Tetapi, bagi Delisa yang masih bocah, saat itu, ungkapan tersebut adalah bekalnya untuk mendapatkan hadiah sepotong coklat dari guru ngajinya, Ustadz Rahman. Hadiah yang dijanjikan, jika mampu membuat sang Ummi menangis saat mengucapkan kata luar biasa itu. Saat nyaris ketahuan oleh Aisyah,kakaknya, Delisa berusaha berbohong.

Tak pernah terbayangkan oleh si mungil Delisa, ketidakjujurannya itu, menjadi 'semak belukar' dalam usahanya menghafal ayat-ayat sholat. 

Delisa adalah anak bungsu dari 4 bersaudara. Kakaknya Fatimah berumur 12 tahun, berpembawaaan tenang dan mengayomi adik-adiknya. Kakaknya ke-2 dan ke-3 adalah kembar, Aisyah dan Zahra. Zahra sangat pendiam,sementara Aisyah usil dan suka sekali mengganggu Delisa. Ummi adalah seorang ibu penyayang yang religius, selalu membimbing dan menaungi anak-anaknya dengan ketaatan pada Sang Maha. Abi mereka bekerja sebagai pelaut,di salah satu kapal tanker milik perusahaan PT.Arun.

Kak Aisyah diberikan tanggung jawab untuk membantu Delisha menghafal bacaan sholat. Sesuatu yang penting bagi Delisha, karena Ummi menjanjikannya sebuah kalung hadiah dengan gantungan huruf 'D' untuk Delisha.

26 Desember 2004. Hari dimana Delisha harus menunjukkan hafalan sholatnya di depan Ibu Guru Nur, Ummi dan teman-temannya yang lain. Hari yang sangat dinanti oleh Delisa,untuk mendapatkan hadiah kalung dari Ummi dan sepeda dari Abi. Di saat yang sama,130 km dari Lhok Nga, lantai laut retak seketika. Merekah sepanjang ratusan kilometer. Mencuatkan tarian kematian. Gempa yang disusul tsunami,meluluh lantakkan sebagian besar Nanggroe Aceh, termasuk Lhok Nga. Sekolah Delisa diterjang gulungan tinggi ombak tsunami. Hafalan sholat Delisa belum tuntas....

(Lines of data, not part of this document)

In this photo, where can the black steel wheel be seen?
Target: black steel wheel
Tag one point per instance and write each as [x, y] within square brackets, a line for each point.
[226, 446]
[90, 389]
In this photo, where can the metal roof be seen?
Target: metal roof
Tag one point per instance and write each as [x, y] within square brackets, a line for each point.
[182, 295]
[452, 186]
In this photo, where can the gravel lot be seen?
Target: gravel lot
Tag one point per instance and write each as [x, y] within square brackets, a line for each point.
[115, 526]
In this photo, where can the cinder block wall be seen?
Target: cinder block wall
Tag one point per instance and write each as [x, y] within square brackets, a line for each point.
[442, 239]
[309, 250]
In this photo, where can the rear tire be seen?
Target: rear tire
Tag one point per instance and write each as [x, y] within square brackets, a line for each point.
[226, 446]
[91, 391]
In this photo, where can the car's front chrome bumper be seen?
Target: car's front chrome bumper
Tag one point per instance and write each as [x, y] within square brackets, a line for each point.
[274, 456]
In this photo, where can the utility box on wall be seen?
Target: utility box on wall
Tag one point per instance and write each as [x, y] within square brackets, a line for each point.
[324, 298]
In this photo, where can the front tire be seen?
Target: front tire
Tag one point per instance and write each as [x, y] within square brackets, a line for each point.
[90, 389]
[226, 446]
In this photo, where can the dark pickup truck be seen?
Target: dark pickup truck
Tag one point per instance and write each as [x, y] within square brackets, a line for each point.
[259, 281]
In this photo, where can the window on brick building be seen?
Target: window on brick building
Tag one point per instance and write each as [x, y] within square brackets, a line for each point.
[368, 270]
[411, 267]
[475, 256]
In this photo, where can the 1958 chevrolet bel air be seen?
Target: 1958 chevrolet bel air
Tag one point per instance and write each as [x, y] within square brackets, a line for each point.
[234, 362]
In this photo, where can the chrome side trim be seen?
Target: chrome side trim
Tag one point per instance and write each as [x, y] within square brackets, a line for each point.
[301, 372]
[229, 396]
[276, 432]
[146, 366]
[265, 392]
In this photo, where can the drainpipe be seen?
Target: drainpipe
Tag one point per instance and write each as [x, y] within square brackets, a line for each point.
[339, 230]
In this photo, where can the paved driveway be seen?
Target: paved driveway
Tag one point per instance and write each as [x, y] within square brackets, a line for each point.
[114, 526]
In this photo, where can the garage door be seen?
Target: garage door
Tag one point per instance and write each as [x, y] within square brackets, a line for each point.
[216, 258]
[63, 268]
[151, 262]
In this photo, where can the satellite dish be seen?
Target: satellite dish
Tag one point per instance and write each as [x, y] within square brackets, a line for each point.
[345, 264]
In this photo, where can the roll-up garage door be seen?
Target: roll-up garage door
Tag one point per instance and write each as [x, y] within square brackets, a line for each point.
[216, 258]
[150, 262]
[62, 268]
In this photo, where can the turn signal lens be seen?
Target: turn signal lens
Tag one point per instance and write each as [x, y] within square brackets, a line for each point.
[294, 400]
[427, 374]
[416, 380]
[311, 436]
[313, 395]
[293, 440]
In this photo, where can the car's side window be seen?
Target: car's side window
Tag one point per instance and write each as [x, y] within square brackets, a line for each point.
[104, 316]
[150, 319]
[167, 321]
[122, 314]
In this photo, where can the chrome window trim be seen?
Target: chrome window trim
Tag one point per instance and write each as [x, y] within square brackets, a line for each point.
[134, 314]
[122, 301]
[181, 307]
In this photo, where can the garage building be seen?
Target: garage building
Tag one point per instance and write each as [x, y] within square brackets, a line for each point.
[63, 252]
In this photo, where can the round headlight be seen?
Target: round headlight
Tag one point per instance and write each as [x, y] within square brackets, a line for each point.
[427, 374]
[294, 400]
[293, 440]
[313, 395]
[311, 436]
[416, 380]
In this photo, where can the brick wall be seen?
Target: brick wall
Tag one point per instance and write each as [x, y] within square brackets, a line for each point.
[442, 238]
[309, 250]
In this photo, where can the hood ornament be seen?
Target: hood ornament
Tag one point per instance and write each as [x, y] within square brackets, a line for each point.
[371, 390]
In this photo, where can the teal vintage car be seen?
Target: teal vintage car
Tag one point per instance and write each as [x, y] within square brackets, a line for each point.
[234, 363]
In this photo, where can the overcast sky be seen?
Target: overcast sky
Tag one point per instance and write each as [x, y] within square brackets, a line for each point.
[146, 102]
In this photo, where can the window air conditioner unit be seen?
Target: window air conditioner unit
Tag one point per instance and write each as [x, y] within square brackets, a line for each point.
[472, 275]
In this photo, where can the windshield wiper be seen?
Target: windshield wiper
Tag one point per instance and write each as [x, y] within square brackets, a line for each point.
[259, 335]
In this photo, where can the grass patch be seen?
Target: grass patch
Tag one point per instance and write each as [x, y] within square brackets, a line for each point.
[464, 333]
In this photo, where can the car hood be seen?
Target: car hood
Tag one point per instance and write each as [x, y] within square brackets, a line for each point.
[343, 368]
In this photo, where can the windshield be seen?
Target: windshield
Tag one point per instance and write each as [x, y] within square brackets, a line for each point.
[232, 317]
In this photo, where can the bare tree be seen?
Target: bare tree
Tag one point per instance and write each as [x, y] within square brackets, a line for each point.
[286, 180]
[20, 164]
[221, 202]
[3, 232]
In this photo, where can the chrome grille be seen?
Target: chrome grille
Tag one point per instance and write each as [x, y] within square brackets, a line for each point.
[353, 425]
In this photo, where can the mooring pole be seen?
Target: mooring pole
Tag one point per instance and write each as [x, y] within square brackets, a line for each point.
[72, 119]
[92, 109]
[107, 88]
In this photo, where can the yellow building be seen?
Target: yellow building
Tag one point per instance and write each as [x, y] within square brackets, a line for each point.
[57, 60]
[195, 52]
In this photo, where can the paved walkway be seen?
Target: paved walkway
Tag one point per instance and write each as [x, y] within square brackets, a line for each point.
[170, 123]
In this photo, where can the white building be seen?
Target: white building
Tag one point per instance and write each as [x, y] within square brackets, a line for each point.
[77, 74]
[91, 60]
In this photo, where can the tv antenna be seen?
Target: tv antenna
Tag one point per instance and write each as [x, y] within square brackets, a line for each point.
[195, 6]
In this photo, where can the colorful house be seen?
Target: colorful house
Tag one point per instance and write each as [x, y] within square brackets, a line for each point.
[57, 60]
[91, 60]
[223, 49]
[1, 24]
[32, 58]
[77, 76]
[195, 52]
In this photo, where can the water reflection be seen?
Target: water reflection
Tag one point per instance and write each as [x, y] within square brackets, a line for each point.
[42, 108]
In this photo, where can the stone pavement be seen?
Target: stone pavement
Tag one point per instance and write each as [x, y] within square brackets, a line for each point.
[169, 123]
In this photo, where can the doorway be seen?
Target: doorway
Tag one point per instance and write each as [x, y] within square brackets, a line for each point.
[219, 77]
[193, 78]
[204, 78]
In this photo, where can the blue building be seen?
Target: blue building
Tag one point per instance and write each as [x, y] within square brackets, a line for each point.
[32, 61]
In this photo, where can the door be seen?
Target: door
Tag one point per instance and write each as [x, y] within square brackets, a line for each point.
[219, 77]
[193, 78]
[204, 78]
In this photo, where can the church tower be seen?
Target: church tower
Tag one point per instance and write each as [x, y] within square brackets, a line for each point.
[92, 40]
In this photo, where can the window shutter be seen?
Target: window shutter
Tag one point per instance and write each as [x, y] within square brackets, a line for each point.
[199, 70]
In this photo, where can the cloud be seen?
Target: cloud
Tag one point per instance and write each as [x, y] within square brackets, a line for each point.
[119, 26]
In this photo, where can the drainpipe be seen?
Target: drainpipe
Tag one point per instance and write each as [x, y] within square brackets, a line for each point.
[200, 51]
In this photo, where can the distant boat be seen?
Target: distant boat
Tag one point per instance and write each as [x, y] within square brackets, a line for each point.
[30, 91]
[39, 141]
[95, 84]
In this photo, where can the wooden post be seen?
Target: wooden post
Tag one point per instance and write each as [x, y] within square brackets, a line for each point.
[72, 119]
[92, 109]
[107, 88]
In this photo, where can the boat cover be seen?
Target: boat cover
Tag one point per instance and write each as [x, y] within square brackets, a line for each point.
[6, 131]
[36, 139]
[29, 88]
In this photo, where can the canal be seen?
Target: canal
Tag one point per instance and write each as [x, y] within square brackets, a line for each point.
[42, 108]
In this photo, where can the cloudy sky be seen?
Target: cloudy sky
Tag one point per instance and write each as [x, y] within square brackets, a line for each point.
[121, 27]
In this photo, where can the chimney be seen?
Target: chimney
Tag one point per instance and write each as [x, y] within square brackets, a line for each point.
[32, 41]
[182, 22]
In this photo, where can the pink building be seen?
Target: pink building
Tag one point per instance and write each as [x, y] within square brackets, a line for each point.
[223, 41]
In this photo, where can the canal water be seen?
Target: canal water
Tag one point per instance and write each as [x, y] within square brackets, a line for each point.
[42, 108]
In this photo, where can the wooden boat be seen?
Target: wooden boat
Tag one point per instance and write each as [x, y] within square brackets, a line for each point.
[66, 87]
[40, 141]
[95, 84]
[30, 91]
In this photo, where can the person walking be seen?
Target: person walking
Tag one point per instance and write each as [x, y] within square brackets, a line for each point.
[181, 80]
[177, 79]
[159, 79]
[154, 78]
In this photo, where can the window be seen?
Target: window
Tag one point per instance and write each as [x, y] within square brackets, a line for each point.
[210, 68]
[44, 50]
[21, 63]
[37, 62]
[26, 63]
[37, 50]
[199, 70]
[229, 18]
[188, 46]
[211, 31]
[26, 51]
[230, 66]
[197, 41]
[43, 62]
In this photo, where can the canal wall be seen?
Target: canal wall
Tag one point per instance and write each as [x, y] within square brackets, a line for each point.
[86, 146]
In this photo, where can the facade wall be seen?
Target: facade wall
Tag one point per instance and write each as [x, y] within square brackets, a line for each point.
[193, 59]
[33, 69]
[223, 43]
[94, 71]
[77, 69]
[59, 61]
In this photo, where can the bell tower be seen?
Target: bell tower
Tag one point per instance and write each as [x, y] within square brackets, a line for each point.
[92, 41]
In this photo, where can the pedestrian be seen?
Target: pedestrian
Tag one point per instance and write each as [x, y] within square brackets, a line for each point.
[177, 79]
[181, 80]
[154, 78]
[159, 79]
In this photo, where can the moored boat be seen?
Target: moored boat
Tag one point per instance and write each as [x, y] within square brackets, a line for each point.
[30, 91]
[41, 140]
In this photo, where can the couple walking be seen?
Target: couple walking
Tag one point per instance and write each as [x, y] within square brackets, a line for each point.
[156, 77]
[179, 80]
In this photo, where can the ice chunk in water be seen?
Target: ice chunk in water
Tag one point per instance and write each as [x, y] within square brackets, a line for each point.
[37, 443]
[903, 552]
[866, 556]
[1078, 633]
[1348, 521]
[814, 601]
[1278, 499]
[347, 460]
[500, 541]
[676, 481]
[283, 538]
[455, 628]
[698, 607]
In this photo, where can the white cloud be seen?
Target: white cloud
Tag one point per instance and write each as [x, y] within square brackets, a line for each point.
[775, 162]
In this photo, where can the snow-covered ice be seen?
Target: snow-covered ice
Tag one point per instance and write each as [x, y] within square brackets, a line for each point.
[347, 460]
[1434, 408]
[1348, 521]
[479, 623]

Begitu panjang derita yang dilalui oleh Delisa dengan penuh kesabaran dan keikhlasan. Cerita yang disuguhkan oleh penulis setelah tsunami berlangsung memberikan begitu banyak hikmah. Menyindir hati-hati yang sering tak puas akan takdir yanng telah digoreskan sang Pencipta. Delisa kehilangan kakak-kakaknya. Sementara Ummi, belum juga ditemukan dimana rimbanya. Belajar banyak dari anak kecil berumur 6 tahun, akan makna pasrah, menerima dan ikhlas. Begitu banyak kehilangan, namun juga digantikan dengan banyaknya pertemuan.

Delisa tak jua bisa menghapal bacaan sholatnya. Bahkan bacaan itu seakan semakin jauh pergi dari ingatannya. Perjuangan Delisa untuk menyelesaikan hafalannya harus melalui jalan panjang penuh onak duri. Berkali bertemu Ummi dalam mimpi,yang terus memintanya menyelesaikan hafalan shalatnya. Akankah Delisa mampu menyelesaikan hafalannya? Apakah Delisa akan bertemu Ummi? 

Buku ini bercerita banyak hal, bukan hanya hafalan sholat delisha, tapi juga pertemuan-pertemuan delisa dengan orang-orang baru, prajurit Salam yang muallaf karena takjub pada keanehan saat dia menemukan Delisa pertama kali, Shopi perawat yang sekilas mengingatkan Delisa pada hadiah kalungnya, banyak lagi. Yang paling memilukan adalah bagaimana kepedihan musibah tsunami Aceh digambarkan dengan begitu menyentuh. Akhir yang bahagia juga tragis pada pertemuan Ummi dan Delisa.

Buku yang menguras banyak air mata, namun terselip makna yang dalam. Hanya dosa kecil yang dilakukan Delisa, namun kata maaf yang belum tersampaikan pada Ummi, menahan ingatannya untuk mampu menghafal bacaan sholatnya. Kala Ummi memaafkannya dalam mimpi, alam semesta seakan membantunya untuk menyelesaikan tugas hafalan shalatnya. Dan Ummi, menunaikan janjinya untuk menghadiahkan Delisa kalung dengan gantungan 'D' untuk Delisa.

Buku yang sangat layak untuk dibaca,bahkan untuk anak-anak yang sudah gemar membaca buku cerita tebal tanpa gambar. Bisa mengajarkan mereka tentang kasih sayang bersaudara. Bahwa, kadang jika kita berfikir nanti untuk berbuat baik pada saudara kita, tapi sangat mungkin 'nanti' itu tidak akan ada lagi.